A roof inspector inspects and determines the state of the roof of a commercial or residential building. By training, a roof inspector observes the downspouts, chimneys, gutters, and all aspects of the roof, and then records the level of wear and tear. They can identify weak spots that an untrained person may not be able to observe. It is their job to assess when a roof is nearing its life expectancy.

They will provide a detailed report with photos. This information will let you know whether you should initiate an immediate repair or save for one later down the line.

How to Hire a Roof Inspector

You can start by asking around for recommendations. Neighbors, family and associates who recently sold or purchased a home in your area will be great resources. You can also go online and search for a roof inspector that services your zip code.

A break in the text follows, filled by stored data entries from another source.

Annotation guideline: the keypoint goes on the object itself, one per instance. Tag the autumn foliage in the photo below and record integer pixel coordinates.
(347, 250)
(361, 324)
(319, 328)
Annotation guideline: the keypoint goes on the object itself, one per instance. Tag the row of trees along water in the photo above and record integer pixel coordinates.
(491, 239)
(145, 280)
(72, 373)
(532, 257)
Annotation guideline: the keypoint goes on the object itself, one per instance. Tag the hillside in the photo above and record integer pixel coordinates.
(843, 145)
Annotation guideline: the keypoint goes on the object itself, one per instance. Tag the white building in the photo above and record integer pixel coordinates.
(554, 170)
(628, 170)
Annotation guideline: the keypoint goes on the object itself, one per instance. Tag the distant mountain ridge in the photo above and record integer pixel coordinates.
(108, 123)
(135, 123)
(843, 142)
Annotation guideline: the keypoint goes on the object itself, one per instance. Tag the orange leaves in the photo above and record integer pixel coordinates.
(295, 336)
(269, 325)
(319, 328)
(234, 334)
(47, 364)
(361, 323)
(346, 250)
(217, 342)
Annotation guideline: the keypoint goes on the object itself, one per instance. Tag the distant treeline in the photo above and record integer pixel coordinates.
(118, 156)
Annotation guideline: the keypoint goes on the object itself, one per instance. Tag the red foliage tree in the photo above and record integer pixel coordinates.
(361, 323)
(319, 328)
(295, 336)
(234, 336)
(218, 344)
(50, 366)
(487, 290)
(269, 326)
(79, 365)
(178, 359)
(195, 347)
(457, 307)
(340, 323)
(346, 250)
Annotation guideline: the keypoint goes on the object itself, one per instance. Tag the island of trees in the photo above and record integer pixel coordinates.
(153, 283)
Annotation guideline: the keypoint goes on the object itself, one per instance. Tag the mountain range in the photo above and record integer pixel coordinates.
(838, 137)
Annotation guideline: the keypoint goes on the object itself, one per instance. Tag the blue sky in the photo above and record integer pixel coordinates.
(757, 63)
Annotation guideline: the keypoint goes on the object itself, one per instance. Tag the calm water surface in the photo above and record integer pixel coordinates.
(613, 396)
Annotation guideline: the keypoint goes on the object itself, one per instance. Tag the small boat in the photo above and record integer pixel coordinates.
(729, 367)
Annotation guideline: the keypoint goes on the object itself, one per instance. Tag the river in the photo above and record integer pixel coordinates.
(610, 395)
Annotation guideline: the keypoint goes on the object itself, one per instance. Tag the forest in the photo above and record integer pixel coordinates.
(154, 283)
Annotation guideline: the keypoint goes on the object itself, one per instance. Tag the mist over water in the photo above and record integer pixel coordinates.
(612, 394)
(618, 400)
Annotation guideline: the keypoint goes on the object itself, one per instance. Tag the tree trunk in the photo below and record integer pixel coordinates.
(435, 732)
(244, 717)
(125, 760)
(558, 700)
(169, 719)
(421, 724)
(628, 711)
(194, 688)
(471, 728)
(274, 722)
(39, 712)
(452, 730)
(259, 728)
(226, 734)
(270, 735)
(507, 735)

Questions to Ask a Roof Inspector

You should ask your roof inspector the following questions:

  • How old is my current roof?
  • What is my roof made of? What materials were used to install it?
  • Are the ventilation and insulation systems in good condition?
  • Do the gutters need to be cleaned, repaired, or replaced?
  • How long will the project take and how many people will be on-site?
  • What are my options for types of roof materials, warranties and patches for repairs?
  • Is there damage to the chimney, foundation, or siding, due to the problems with the roof?
  • When performing repairs, how will you protect the driveway and yard?
  • Will you need to get into my home at any time?
  • Are all your workers certified and trained? If there are any slips or accidents, will your company assume responsibility for the insurance and medical costs to your staff?

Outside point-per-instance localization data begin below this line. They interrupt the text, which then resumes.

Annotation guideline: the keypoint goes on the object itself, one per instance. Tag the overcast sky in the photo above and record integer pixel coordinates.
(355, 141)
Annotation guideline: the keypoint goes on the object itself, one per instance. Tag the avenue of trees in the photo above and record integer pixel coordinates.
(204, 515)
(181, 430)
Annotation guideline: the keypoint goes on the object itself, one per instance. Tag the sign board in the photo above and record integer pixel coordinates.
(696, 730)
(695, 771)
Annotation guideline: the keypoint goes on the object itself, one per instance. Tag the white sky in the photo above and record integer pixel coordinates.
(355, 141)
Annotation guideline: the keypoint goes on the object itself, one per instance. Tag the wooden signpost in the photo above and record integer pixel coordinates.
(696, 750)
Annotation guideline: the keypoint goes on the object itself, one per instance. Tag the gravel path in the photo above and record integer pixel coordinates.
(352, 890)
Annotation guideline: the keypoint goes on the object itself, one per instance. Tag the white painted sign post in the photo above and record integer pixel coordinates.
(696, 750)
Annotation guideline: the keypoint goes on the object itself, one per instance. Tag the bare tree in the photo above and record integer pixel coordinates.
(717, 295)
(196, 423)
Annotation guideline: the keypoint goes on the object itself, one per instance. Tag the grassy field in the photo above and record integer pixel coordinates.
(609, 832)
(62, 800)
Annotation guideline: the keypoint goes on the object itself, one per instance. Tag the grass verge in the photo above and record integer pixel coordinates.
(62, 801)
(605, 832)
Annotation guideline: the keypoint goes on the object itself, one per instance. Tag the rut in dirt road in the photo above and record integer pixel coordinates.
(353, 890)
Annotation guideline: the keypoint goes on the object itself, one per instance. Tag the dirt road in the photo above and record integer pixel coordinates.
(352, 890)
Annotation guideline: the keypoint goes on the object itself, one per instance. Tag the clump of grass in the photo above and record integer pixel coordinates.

Choosing the Right Roof Inspector

  • Write down recommendations and where you found them – friends, neighbors, websites, etc.
  • Ensure that the providers have an online presence and visible customer reviews.
  • Look at the recent customer reviews. From the reviews and ratings, you can identify the best roof inspector in your area whose services are both efficient and budget-friendly.
  • Narrow your list down to about three options and request quotes.
  • Confirm, in writing, that inspectors have the requisite training and licenses for your city and state.
  • Decide which company can do the work in the time frame and the price point best for you.